Monday, May 11, 2009



By The Editor
May 11, 2009

Has he allowed the ANC Youth League to influence his removal of Pandor?

EDITORIAL: PRESIDENT Jacob Zuma has taken the oath, made his inauguration speech and announced his Cabinet in a weekend of huge political change.

He has started his presidency on a bright note, staying away from rancour and vengeance in favour of reconciliation and harmony.

He has made a point of underscoring the Nelson Mandela legacy of nation building, positive political energy and racial harmony.

This was underscored by Nelson Mandela’s appearance at his inauguration, a considerable effort from the 90-year-old statesman.

Zuma’s Cabinet choices give us an idea of how he intends to tackle the five priorities he has identified: education, health, land reform, fighting crime and creating jobs.

Zuma intends to drive implementation with a powerful new planning commission, headed by Trevor Manuel.

But are his line ministers the best choices?

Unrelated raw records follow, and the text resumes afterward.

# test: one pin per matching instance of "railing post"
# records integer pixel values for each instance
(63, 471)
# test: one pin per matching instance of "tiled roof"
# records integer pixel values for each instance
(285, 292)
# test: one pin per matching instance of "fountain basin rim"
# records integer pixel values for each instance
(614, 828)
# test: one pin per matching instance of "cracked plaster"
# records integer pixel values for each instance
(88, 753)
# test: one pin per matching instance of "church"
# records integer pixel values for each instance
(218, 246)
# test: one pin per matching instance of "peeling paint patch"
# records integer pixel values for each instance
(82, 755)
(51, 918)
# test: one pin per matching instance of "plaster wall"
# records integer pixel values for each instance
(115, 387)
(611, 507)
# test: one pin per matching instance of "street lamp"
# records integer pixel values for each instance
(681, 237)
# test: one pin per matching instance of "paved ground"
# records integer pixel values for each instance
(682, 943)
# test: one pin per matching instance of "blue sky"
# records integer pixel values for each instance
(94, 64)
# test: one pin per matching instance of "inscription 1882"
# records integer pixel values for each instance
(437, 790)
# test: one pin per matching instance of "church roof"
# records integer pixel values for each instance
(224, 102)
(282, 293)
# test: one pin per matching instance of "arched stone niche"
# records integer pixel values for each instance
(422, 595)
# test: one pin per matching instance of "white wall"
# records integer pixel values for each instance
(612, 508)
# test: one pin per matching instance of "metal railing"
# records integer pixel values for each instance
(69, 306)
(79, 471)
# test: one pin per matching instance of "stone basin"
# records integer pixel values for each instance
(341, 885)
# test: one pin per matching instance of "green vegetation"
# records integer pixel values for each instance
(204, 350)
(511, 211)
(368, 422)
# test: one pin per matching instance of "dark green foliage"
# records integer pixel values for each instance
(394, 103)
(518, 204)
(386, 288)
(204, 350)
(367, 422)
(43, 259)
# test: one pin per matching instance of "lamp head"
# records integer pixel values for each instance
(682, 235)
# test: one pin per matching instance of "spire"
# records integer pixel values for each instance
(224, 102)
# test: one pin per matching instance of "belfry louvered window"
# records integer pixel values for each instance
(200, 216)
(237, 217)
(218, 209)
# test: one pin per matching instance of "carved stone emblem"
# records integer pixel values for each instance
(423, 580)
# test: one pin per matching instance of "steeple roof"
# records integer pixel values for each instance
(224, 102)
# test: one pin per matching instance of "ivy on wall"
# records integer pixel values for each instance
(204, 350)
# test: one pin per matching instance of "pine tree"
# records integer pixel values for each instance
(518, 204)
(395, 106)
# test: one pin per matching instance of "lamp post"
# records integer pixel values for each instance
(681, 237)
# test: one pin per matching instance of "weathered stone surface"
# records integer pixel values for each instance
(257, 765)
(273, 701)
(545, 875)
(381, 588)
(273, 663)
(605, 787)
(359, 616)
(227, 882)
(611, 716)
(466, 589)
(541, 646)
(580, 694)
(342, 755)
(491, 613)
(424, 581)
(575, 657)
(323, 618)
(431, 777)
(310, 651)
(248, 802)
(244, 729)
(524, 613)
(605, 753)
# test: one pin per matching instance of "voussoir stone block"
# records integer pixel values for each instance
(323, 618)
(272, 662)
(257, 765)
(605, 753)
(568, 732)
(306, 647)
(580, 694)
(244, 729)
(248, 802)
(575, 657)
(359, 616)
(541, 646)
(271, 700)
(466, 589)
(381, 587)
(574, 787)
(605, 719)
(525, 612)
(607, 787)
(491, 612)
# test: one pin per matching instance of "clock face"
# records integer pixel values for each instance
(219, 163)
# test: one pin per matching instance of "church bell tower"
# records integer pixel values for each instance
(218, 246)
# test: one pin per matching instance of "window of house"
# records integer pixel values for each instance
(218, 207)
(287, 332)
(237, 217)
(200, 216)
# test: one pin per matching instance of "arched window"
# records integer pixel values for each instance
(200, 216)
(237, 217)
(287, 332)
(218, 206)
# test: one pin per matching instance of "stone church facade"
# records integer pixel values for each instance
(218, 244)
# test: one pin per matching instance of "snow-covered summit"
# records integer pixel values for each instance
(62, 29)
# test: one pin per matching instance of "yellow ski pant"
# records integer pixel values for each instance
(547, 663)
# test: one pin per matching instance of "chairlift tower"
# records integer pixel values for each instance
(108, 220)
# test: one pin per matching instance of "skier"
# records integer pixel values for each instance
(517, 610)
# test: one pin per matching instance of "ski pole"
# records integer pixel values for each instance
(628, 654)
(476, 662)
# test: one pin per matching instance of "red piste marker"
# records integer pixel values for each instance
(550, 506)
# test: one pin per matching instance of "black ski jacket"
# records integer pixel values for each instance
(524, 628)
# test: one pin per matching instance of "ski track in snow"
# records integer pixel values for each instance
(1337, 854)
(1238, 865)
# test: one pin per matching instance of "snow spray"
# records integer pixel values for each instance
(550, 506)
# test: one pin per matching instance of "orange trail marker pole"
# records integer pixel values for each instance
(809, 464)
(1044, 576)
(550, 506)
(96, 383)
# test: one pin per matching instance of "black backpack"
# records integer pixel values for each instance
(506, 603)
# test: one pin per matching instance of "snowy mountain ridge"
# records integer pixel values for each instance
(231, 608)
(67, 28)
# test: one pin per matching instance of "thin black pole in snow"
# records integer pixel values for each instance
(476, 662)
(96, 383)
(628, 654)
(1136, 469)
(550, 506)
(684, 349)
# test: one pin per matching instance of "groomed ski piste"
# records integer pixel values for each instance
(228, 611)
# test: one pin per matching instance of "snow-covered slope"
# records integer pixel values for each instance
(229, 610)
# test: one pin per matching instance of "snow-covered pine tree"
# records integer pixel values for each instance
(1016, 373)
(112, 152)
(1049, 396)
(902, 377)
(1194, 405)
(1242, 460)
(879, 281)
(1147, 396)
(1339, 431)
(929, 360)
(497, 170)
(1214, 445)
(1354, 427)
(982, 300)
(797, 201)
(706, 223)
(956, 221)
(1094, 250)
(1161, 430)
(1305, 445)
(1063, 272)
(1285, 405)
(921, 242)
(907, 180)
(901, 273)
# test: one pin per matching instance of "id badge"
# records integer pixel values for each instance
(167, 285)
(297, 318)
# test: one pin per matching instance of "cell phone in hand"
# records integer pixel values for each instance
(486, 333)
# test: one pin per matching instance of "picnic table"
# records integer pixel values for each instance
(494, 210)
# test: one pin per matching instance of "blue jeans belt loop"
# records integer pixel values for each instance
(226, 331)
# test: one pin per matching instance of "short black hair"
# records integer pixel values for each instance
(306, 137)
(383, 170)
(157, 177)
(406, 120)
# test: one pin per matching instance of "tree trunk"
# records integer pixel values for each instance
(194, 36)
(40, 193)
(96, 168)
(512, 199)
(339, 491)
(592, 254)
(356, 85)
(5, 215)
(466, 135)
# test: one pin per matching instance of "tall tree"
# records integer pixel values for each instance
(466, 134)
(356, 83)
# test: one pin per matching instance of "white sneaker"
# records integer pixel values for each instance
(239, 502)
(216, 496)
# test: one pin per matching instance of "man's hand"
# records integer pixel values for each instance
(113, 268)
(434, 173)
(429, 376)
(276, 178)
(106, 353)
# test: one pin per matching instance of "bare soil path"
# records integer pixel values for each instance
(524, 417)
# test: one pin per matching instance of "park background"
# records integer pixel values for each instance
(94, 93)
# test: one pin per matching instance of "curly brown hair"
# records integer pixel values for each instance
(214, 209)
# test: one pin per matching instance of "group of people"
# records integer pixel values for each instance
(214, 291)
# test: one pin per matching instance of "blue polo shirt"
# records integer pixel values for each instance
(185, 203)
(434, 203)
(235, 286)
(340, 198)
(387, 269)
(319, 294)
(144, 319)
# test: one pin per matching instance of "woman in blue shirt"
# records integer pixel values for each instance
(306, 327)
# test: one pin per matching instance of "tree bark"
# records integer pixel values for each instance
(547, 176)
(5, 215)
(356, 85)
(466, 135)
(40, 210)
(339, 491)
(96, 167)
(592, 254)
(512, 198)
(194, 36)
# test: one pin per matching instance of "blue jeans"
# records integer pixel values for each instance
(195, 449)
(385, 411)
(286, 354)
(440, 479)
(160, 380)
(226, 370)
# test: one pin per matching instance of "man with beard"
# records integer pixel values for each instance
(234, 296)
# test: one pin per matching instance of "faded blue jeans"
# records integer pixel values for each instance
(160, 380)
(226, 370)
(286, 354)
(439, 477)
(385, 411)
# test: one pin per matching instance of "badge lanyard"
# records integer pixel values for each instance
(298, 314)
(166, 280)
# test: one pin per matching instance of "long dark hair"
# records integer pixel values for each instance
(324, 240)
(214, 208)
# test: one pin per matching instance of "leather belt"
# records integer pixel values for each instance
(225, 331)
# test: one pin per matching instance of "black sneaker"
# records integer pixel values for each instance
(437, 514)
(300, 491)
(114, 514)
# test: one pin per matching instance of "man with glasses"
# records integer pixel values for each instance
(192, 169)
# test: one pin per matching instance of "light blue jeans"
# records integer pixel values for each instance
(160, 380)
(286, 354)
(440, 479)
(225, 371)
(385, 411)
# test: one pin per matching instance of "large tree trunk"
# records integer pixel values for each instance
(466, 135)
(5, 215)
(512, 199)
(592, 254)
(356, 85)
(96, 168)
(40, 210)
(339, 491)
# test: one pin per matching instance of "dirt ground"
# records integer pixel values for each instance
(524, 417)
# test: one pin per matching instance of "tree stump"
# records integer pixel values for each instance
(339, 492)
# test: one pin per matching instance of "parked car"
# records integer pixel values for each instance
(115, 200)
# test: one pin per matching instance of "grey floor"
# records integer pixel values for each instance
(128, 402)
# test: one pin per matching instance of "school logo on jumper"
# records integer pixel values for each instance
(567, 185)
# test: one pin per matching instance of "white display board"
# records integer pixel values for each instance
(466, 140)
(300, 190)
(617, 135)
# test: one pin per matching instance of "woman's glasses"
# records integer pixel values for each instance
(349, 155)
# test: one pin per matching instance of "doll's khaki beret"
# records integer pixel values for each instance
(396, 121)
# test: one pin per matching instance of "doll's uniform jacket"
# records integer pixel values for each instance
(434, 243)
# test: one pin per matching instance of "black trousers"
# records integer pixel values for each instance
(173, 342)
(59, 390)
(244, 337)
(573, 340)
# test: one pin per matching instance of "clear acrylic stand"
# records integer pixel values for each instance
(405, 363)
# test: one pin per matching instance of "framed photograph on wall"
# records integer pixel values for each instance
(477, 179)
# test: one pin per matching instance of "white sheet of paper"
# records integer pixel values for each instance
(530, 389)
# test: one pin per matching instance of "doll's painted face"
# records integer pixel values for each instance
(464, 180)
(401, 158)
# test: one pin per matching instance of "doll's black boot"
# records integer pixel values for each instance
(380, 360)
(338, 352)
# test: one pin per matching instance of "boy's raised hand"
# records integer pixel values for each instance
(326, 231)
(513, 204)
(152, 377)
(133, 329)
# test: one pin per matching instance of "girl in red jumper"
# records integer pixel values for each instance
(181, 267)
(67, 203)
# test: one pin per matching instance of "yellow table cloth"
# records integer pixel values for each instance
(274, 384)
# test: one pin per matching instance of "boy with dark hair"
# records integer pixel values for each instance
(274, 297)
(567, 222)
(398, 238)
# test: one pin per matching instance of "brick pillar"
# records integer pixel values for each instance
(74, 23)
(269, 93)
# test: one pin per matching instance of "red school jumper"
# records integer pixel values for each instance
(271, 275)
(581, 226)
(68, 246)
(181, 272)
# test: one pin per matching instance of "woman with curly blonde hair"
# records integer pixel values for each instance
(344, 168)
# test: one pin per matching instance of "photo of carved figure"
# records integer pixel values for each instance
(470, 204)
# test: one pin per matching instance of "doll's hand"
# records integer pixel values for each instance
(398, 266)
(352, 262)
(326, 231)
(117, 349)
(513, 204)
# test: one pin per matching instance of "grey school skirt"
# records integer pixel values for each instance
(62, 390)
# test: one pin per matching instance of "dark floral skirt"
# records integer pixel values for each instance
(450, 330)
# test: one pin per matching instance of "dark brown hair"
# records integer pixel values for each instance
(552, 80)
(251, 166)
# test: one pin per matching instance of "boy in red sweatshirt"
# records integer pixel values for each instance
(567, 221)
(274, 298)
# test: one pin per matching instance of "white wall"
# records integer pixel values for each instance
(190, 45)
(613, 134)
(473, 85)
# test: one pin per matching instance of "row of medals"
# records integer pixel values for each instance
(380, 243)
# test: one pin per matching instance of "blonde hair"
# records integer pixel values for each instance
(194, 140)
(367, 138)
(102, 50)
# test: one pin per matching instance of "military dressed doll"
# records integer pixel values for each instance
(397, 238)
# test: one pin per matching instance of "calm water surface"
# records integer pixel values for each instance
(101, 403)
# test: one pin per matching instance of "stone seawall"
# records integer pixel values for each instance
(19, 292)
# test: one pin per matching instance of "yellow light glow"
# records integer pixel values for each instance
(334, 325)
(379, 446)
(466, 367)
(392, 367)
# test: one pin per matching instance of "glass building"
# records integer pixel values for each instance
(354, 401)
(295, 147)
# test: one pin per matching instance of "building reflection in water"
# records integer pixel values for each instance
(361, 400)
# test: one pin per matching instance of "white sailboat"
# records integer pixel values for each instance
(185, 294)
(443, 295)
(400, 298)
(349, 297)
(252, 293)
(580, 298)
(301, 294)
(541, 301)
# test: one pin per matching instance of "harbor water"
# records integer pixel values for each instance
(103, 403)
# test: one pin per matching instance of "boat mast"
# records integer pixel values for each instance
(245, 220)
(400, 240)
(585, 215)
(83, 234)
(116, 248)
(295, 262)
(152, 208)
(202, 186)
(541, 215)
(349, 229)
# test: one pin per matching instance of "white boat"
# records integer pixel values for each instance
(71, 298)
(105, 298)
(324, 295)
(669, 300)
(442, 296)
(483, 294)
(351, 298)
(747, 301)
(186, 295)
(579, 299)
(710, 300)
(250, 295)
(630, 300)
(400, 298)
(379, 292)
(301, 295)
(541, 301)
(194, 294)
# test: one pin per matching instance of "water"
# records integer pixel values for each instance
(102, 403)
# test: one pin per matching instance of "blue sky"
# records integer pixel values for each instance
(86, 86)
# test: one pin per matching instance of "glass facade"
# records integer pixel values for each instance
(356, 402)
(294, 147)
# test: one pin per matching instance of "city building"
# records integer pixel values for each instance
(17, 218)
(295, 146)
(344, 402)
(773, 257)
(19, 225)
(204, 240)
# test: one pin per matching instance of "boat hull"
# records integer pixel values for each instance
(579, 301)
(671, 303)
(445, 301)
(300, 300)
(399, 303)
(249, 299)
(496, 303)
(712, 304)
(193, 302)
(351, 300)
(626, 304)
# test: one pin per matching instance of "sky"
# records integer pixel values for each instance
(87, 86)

Heading the new Basic Education ministry is Angie Motshekga. Could it be that Zuma has allowed the ANC Youth League to influence the removal of the highly competent Naledi Pandor from this position after their recent political falling out?

Then there is the unknown quantity Aaron Motsoaledi, who has been given the health portfolio.

The movement of Barbara Hogan to Trade and Industry is puzzling given the big impact she has had on changing perceptions of health policy in her brief tenure under Kgalema Motlanthe.

The appointment of Rob Davies to Trade and Industry does not signal that industrial development is being kicked into top gear.

What is puzzling is why Zuma did not put his heaviest political muscle in Tokyo Sexwale, Lindiwe Sisulu and Pandor to work on his key priorities.